Somehow, there are “fans” who think that the new FF movie looks further away from the comics, because the team might be younger (Johnny always has been, and in at least two comics continuities, they all are), Johnny’s black (and still a young guy working on cars, instead of the last movies’ model and daredevil), Doom seems like he might be petty (like he’s never in the comics) and his “real name” might not be Dr. Doom (it’s not anyway; he’s not a real Doctor, accredited by anywhere, is he?). How these “fans” deal with any adaptation, I don’t know, but it seems pretty selective anyway. No FF movie, cartoon, toy, or secondary continuity comic has one hundred percent, or even seventy-two percent adhered to the original Kirby and Lee comics. Johnny got replaced by a robot in one show and the Thing was a teenager who transformed with a ring and met the Flinstones or something. Sue’s an actress in one thing, she’s a businesswoman or a biologist in others. Actress or biologist seem a little further apart, to me, than black guy or white guy, in terms of character changes. Doom was a businessman in the last FF movies and in this one he’s a programmer, a change that distresses some people quite a bit, especially if they don’t know the difference between “hacker” and “programmer,” but it’s Doom! Yes, programming is going to be something Doom does, in any version. He makes frigging robots!

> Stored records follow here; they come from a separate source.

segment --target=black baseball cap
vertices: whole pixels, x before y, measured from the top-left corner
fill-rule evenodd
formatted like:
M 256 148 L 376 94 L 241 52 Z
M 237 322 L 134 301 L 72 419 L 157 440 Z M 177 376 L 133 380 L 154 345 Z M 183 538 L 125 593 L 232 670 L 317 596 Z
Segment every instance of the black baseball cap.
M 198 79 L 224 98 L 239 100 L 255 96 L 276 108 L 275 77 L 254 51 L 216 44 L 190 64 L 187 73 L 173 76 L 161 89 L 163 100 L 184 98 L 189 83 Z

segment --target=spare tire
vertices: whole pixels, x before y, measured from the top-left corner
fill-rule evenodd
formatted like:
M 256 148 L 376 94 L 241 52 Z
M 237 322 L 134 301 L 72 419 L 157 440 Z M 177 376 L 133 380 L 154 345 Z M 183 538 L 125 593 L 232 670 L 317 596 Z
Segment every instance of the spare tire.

It wouldn’t be silly if he made robots but couldn’t program to save his life. It wouldn't be scary if Ben Grimm turns into a four-fingered pile of super-strong orange rock and it never bothers him. These are changes that, no matter how loud a few fair-weather “fans” whine, would make it dumb. Just dumb.


1 comment:

Gary said...

"That orientalist wedding that ends the second FF movie; the hell is that? What in the plot, characters, or world put that together? Nothing that I can see."

The wedding happens because Reed and Sue realize that if they don't just get married quickly, without planning or pomp, they will never get married. They realize this while they are in Tokyo. They promptly get married in a small ceremony that no one has time to find out about, and they barely have time to finish because a disaster occurs requiring their intervention and proving the necessity of their marrying methodology. That's it. It is a bit of a gag, but it is wholly driven by the plot and a reasonable extension of the events of the movie.